A.「止まりそうになったらゼンマイを巻く」という人がいますが、これはあまりよい方法ではありません。機械式時計はゼンマイが一定以上巻かれた状態がベストで精度もパワーも安定します。そのため時計がきちんと動いていても、毎日同じ時間にフルの状態に巻くのがベストです。

仮にパワー不足で使った場合、調速・脱進機構の回転力が弱まって精度を保てなくなる可能性があります。
なおリューズを回すときは慎重に扱いましょう。リューズは直径1㎜程度の繊細なパーツです。腕につけたまま操作するのではなく、一度外して水平方向にゆっくりと回すことが大切です。

Q. ケースやベルトの汚れ落としは?

A. 時計のケースの汚れは乾いた布やタオルで優しく拭うように行いましょう。しつこい汚れの場合、水やお湯を布につけて擦りがちですが、これは内部への水の浸入の可能性もあり、避けるべきです。

またチタンやSS(ステンレススチール)素材ならブラシで汚れを落とすことも可能ですが、力を入れすぎるとキズがつくので十分な注意が必要です。

一方ベルトも同じで慎重に扱うことが求められます。こちらも乾いた布で拭うのが基本。薬品などの使用は素材の変質の原因になるので止めましょう。いずれにせよ、ひどい汚れの場合、ショップに依頼しましょう。

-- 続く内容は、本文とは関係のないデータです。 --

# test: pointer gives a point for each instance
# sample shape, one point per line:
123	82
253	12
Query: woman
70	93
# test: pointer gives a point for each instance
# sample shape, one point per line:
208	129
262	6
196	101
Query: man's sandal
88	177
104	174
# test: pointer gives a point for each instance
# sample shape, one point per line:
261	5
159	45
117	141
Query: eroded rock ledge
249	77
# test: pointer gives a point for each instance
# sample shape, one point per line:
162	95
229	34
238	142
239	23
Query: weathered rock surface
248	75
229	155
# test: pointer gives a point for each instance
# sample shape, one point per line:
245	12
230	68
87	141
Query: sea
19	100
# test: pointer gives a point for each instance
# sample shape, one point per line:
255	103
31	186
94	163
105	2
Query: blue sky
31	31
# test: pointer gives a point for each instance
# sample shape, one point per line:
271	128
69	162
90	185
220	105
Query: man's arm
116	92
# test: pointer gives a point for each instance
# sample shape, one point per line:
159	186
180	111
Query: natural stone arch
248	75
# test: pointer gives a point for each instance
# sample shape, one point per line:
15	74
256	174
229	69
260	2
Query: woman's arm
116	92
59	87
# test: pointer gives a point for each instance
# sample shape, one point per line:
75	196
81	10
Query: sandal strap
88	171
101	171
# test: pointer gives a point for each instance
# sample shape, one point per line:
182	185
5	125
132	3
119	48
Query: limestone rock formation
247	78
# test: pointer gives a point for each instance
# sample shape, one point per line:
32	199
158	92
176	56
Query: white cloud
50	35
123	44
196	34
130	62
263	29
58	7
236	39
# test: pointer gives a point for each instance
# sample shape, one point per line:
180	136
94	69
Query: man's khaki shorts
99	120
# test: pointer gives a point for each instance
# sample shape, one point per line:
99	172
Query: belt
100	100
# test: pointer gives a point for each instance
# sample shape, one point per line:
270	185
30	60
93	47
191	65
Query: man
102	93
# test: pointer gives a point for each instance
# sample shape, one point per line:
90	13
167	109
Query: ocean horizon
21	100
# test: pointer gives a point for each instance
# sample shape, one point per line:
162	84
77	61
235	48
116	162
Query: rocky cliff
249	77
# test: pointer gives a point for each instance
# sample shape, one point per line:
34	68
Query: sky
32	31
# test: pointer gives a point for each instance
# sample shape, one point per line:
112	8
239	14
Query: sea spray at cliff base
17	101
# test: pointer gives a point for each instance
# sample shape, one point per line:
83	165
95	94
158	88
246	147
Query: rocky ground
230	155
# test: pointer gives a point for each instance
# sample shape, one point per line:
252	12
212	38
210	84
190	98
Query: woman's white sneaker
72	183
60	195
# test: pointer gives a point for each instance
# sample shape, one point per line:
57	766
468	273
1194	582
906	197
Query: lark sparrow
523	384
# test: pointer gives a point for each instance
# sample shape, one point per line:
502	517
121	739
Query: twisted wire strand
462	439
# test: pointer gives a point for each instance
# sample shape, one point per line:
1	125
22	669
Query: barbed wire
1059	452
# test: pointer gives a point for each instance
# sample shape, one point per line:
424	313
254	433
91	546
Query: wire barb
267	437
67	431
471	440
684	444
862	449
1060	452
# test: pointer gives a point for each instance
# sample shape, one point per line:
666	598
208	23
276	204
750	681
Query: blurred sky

時計のケースはキズがつきやすいため、汚れやゴミが付着した場合は、乾いた布などで優しく拭き取るのが基本。

Q. 時刻合わせの正しい方法は?

A. 時計の針の逆回しはよくないという話がありますが、これはある意味正しいといえるでしょう。というのもクロノグラフやデイト機能の付いたモデルの場合、逆回しによって故障を招く可能性があるからです。またレトログラードや永久カレンダーを搭載しているモデルは針の逆回しを想定して作られていないことが多く、十分な注意が必要です。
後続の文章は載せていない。